— Это был мой долг?
— Да.
— А твой долг по отношению ко мне?
— Мой долг тебе? Ты имеешь в виду мою плату тебе? Цена твоей семнадцатилетней девственности? Это то, что ты все еще ищешь? Это было бы проституцией, Паула. Развратом за плату.
— Ты знаешь, что ты взял у меня значительно больше, чем девственность.
— Больше, чем то, что ты дала мне, моя дорогая.
— Не ты ли назначен официально контролировать благополучие ребенка? Женщина, эта женщина, кто она была? Я даже не знаю. Она говорила об отказоустойчивости. Это то слово, которым она пользовалась. Слово, которое использовал ее переводчик. Я не забуду, никогда не забуду самодовольный наклон ее красивого острого подбородка, когда ее лакей сказал следующее: «Он в этих стенах, святая мать. Человек, который знает, за чем следить, какие критерии использовать при оценке исполнения ваших обещаний. Этот человек знает, как осуществить то, что необходимо. Даже вы, особенно вы, никогда не узнаете, кто этот человек». Можешь ли ты теперь удивляться, Фабрис, почему я никогда не принимала и не приму присутствия здесь этого ребенка?
— С самого начала я знал, что ты обманщица, Паула. Ты все еще такая. У тебя нет призвания, ты здесь была заложницей и осталась своего рода заключенной. Я всегда это знал. Но не хватило даже сорока лет благочестивой жизни, чтобы наделить тебя достаточным смирением, которое бы позволило ребенку — сироте войти в твою душу?
— Внебрачных детей, от которых отказываются, больше, чем сирот.
— И что? Это делает ее менее нуждающейся в помощи? Дети умирают, когда от них отказываются. Это просто другой вид голода. Будь они сиротами или просто «отказными», в любом случае ребенок ранен. В случае же Амандины нужно добавить в отношение к ней ее обстоятельства.

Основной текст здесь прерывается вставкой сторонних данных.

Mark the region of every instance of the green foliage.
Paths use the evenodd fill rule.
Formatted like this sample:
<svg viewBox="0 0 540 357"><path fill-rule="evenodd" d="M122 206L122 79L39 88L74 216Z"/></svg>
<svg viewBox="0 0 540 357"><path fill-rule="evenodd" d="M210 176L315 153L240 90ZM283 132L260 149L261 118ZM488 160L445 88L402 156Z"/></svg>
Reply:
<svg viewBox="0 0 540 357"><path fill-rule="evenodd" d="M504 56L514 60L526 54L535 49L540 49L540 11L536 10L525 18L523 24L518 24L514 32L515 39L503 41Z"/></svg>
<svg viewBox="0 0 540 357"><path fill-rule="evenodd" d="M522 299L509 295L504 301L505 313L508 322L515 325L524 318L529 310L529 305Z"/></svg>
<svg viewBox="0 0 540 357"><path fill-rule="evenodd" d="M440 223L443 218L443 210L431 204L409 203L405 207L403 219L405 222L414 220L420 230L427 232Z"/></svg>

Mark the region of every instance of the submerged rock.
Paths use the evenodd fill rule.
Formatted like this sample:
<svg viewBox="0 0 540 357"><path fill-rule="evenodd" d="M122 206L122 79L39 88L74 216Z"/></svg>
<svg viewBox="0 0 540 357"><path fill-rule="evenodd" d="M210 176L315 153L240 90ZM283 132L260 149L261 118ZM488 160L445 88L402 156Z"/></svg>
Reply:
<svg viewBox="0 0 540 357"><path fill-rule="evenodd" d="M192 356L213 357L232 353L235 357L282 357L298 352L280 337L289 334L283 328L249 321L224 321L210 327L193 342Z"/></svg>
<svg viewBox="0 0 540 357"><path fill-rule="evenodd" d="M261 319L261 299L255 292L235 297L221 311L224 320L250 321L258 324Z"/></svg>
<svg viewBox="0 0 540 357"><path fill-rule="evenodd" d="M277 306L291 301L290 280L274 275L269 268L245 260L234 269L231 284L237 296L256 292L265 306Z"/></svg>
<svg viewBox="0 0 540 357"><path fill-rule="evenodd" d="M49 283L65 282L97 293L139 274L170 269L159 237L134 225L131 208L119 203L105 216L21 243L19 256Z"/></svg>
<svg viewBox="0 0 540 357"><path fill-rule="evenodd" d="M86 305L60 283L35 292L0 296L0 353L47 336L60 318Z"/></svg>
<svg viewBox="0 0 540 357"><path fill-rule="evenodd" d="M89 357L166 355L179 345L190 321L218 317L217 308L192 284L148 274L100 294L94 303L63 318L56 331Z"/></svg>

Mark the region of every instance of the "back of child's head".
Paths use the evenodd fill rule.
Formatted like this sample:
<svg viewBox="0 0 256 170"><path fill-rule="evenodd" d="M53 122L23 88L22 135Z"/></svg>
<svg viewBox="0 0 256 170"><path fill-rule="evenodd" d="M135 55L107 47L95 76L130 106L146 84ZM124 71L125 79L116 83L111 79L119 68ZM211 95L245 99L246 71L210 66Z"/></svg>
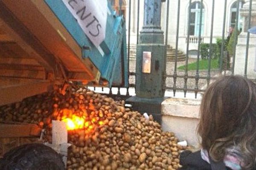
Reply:
<svg viewBox="0 0 256 170"><path fill-rule="evenodd" d="M245 169L256 155L256 85L239 76L220 77L204 94L198 133L201 145L215 161L222 161L225 149L239 148Z"/></svg>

— «Дети умирают, когда от них отказываются. Это просто другой вид голода». В пять месяцев. В семнадцать также.
— Туше. Ты говоришь о себе, конечно. В семнадцать лет человека вряд ли можно назвать ребенком, Паула, но тяжесть от раны такая же. Но ты признаешь, что ты и Амандина разделили общую судьбу, и чем больше я думаю об этом, тем яснее, что ты должна была принять ее в объятия. Это могло бы помочь и тебе, Паула. И по-прежнему может. Нет. Слишком поздно, не так ли? Я не знаю, что было до этого момента, но сейчас ты пытаешься переадресовать свою боль. Никакого отличия от инфицированных вредителей, которые плевали на дверные ручки. Да, ты страдала, и судя по всему, это исходило с небес, но пусть бы ей было еще горше. Вот и все. Ты, которая должна вдохновлять, не любишь ребенка и завидуешь ему. Когда я смотрю на тебя, я не могу помочь, но думаю, что твое богохульство, твое безбожие сделали из тебя противную старуху, Паула.
Удар достиг цели. Она задыхалась, дрожали руки, по-женски импульсивно прижатые к лицу, она чувствовала свою непривлекательность. Она с трудом восстановила дыхание.
— Ты? Ты можешь называть меня мирянкой и безбожницей, когда…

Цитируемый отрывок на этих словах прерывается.